Is RBI Set to Enable Bank Financing for REITs?
Synopsis
Key Takeaways
Mumbai, Feb 6 (NationPress) Reserve Bank Governor Sanjay Malhotra revealed on Friday that the Central Bank intends to allow commercial banks to provide financing to Real Estate Investment Trusts (REITs), provided that suitable prudential safeguards are in place.
This initiative is being introduced due to the robust regulatory and governance framework that now exists for listed REITs.
In India, REITs and Infrastructure Investment Trusts (InvITs) were established to liberate banks’ resources in completed and operational real estate and infrastructure projects by refinancing these exposures with pooled funds from both institutional and retail investors. Initially, commercial banks were prohibited from lending to these entities.
Although bank lending to InvITs was permitted later, lending to REITs remained restricted until now. Following a thorough review, and given the strong regulatory and governance framework in place for listed REITs, it is proposed that commercial banks be allowed to finance REITs under appropriate prudential safeguards.
The existing guidelines for lending to InvITs will also be refined to ensure consistency with the proposed prudential safeguards for lending to REITs.
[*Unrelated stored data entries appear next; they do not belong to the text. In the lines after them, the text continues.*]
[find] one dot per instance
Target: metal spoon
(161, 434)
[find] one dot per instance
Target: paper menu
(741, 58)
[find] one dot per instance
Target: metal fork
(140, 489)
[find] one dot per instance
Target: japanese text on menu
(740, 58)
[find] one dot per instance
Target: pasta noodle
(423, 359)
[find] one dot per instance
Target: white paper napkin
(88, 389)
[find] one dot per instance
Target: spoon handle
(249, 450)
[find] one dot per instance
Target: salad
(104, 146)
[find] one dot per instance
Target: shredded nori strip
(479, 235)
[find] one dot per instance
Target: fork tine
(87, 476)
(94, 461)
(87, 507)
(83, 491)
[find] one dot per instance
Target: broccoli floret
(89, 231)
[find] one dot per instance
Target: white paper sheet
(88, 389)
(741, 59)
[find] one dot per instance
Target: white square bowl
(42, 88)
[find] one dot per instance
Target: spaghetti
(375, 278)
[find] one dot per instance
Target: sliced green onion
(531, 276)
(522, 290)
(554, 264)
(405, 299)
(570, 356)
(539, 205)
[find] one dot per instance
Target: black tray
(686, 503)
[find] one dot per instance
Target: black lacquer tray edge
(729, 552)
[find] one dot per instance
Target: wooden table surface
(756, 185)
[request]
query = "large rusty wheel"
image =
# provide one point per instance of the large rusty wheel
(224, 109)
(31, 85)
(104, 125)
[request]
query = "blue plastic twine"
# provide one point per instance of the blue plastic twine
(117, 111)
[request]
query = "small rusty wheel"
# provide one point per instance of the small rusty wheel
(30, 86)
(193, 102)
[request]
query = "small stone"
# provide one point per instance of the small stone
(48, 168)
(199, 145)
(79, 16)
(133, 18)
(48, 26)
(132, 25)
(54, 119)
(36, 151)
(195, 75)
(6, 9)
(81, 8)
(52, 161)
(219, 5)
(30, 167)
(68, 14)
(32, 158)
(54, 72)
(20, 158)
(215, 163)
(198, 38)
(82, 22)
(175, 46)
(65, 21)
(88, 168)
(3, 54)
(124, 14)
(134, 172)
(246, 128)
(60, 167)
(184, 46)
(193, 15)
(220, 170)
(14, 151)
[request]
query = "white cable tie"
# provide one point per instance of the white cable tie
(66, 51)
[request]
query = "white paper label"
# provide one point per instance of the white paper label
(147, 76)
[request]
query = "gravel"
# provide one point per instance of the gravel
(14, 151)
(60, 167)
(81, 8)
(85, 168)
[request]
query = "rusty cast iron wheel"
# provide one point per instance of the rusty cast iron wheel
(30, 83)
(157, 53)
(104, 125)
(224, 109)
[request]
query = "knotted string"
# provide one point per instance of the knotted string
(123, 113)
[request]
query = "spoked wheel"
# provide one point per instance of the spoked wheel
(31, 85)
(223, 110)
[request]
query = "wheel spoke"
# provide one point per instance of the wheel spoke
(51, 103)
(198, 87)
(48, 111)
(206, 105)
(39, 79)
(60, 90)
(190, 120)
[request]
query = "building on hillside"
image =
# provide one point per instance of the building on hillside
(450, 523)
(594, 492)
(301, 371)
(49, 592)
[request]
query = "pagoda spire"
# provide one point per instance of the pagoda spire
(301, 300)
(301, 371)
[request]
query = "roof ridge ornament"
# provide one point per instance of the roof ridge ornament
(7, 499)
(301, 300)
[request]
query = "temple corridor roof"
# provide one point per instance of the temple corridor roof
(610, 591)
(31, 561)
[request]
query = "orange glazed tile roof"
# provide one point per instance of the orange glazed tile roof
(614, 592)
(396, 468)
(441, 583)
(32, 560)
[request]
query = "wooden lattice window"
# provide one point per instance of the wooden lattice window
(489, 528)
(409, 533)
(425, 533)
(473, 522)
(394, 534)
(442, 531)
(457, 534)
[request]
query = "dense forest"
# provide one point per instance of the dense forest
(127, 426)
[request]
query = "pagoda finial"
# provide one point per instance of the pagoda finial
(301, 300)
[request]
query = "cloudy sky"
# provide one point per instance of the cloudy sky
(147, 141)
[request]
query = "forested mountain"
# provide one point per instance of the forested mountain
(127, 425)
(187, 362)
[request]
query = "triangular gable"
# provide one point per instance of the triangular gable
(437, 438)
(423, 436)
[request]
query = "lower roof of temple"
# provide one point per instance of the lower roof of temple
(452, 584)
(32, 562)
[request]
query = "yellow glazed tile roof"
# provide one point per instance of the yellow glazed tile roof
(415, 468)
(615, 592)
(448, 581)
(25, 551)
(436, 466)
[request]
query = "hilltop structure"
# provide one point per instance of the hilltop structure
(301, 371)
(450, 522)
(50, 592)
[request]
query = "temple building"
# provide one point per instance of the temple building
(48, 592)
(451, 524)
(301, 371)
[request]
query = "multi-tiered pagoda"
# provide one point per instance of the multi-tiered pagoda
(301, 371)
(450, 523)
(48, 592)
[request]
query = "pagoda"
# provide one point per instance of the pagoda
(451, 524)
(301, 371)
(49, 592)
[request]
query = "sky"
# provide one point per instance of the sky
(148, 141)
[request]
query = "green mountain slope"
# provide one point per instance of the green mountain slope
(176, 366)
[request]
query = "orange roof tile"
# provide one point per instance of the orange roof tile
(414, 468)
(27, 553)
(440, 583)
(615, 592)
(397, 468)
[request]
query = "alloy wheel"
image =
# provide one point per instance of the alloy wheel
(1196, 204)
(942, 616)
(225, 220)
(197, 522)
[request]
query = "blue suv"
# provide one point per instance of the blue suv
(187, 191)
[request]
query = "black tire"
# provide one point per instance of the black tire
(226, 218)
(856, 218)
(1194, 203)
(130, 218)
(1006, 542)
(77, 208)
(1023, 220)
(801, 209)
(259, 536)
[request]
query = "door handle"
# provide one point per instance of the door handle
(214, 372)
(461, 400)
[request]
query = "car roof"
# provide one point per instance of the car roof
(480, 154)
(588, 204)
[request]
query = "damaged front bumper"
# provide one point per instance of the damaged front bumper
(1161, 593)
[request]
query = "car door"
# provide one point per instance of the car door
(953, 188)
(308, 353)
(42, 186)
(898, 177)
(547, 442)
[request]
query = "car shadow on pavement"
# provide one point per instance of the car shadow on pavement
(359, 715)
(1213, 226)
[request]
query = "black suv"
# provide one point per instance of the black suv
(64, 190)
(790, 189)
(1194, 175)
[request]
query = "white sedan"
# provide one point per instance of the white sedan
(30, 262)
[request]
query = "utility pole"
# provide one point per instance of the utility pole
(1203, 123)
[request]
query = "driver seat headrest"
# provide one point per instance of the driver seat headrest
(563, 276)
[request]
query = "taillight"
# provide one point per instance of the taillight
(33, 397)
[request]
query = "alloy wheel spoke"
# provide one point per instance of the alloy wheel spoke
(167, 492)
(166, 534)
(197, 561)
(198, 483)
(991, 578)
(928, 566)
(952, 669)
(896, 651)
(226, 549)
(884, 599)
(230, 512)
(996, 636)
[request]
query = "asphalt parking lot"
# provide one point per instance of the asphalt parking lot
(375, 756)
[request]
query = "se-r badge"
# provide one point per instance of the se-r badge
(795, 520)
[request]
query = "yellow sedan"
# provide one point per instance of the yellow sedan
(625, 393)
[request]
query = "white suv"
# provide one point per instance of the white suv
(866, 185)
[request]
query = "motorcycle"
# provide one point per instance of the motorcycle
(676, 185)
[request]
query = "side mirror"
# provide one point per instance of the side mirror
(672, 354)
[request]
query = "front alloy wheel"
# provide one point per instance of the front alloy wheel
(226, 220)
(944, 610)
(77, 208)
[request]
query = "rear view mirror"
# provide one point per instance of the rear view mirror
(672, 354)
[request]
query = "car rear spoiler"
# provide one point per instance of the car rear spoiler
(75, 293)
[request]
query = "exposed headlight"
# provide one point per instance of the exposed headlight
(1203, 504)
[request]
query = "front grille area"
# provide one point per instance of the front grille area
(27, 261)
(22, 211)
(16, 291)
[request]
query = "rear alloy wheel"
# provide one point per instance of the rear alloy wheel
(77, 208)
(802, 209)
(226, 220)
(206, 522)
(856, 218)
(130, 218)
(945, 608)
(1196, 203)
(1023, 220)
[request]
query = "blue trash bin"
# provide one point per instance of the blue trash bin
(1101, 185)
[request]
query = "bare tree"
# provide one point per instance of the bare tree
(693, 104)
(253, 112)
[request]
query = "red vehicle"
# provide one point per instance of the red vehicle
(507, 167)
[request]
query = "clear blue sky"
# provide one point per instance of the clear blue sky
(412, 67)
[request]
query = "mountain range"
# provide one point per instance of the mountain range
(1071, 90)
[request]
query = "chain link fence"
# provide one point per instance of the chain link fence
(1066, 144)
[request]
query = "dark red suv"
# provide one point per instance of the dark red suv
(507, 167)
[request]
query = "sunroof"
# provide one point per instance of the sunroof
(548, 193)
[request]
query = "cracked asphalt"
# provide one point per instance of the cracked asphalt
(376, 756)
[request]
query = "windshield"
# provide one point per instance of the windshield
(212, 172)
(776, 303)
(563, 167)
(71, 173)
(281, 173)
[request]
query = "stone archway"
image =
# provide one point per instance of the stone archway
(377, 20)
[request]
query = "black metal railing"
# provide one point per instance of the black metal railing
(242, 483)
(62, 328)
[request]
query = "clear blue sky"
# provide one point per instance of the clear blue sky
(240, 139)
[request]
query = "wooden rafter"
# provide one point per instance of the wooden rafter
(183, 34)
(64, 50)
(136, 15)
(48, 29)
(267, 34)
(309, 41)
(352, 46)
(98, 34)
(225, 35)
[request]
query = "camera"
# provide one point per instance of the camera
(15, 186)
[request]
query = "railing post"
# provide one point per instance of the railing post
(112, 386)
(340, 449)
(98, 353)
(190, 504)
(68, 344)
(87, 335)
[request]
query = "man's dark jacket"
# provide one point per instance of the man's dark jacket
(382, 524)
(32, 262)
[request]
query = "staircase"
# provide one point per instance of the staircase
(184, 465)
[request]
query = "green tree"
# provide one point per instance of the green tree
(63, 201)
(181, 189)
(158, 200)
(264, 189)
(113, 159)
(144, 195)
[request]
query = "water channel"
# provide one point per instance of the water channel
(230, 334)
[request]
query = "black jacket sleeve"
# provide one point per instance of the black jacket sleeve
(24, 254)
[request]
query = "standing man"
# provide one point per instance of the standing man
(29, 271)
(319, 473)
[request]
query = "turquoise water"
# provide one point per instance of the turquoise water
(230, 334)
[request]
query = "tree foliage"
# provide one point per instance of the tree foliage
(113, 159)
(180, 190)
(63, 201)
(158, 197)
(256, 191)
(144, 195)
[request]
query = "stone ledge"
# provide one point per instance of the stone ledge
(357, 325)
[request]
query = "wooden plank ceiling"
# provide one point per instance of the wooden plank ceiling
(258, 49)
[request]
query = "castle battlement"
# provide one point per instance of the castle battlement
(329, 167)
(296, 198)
Draft directions regarding this will be released soon for public consultation, stated Malhotra.
Additionally, the RBI plans to eliminate the requirement for prior approval to open branches for NBFCs-Investment and Credit Companies (ICCs) that lend against gold collateral. Currently, NBFCs with over 1,000 branches must obtain RBI approval to open new branches.
Given the comprehensive regulatory and governance framework applicable to NBFC-ICCs, the RBI proposes to eliminate the prior approval requirement for these NBFCs. Draft instructions will be issued shortly for stakeholders’ feedback, explained the RBI Governor.
The RBI also aims to enhance the lending capacity and governance of urban co-operative banks.
Recently, various regulatory measures have been implemented to offer greater flexibility to urban cooperative banks (UCBs) in their lending activities. The RBI now proposes to rationalize existing regulatory norms on unsecured loans by UCBs; lending limits for nominal members; and the terms and moratorium requirements for housing loans.
The proposed review will adopt a tiered and simplified approach while upholding prudential discipline, taking into account the growth in total loans and advances of UCBs over the past few years. Draft directions on this matter will be released soon for public consultation, the RBI Governor stated.